Oh! And don’t forget. A mega hollywood starlet shows lots of frontal nudity in the movie–I guess because she’s got great skin. I guess that’s all part of her ability to catch these men. Her true self would be unappealing. And while she lures men to their demise you see their frontal nudity as well. Equal time to equal sexes, eh. And it doesn’t stop there. The men who so easily follow Scarlett Johansson do so fully erect. Now there ya go! That’s it, I thought. I have to read the book to see where this director got the creative sparky to show men’s pee-pees all engorged and bothered. Yeah, baby. Alien Scarlett Johansson’s skin lures boner men to their demise the same way it sells movie tickets. Yeah, baby.
Ok. Nomatter. The movie is really, really cool and the book is even cooler. The only problem worst-writer has is that I need to know how the director/producers of the movie were able to get away with making a film based solely on the title of a book. It’s the only thing they have in common. And get this. In the book there is no reference–at all!–to skin being used to disguise aliens. In fact, when I finished the book, I wondered if the guy who made the movie thought he was making a prequel or a sequel first. And then, while continue to think, the gibberish begins. The gibberish in my mind. And it is gibberish because the movie maker really screwed the pooch here. For the life of me I can’t imagine someone gutting my work like this director gutted Faber’s. But maybe Faber doesn’t see it that way. And. I’m not saying it’s bad, it’s just… I don’t know what it is. I’m confused. These are two completely different things and I guess in a way I’m frustrated because one got me to buy the other. And somehow someone is a liar in that constellation. And that I don’t appreciate.

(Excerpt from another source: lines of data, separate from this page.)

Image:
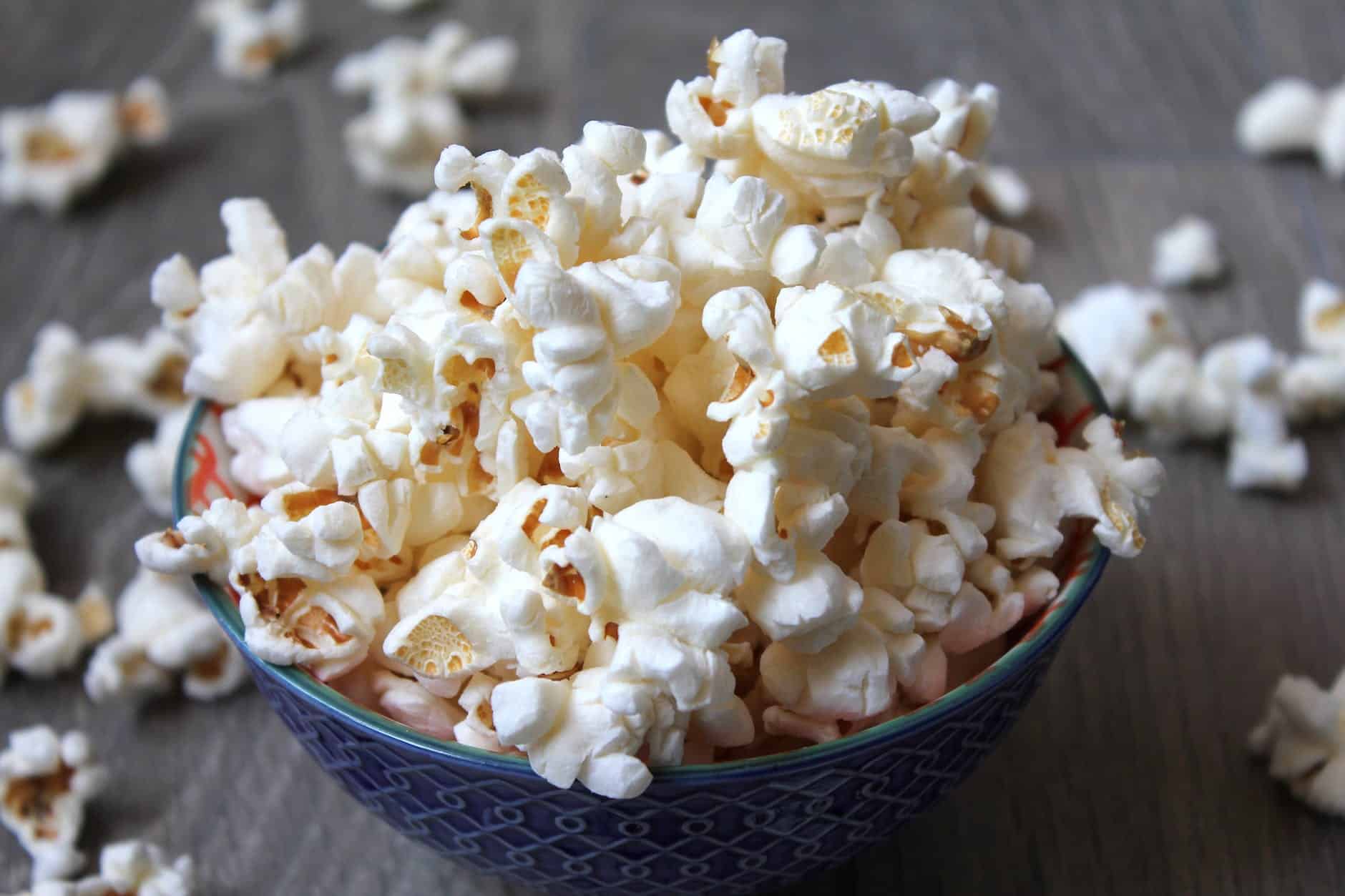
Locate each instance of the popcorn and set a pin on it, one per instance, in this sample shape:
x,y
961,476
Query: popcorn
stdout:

Still. Glad to have read the book. Highly recommended. And if you need to know what the book is. Well. It’s a metaphor used by the author to portray the ills of life in the western world and how we are all, somehow, right now, nothing more than puppets for a higher power, a corporate power, and there are only one or two of us still capable of seeing the beauty of this planet. Or something like that.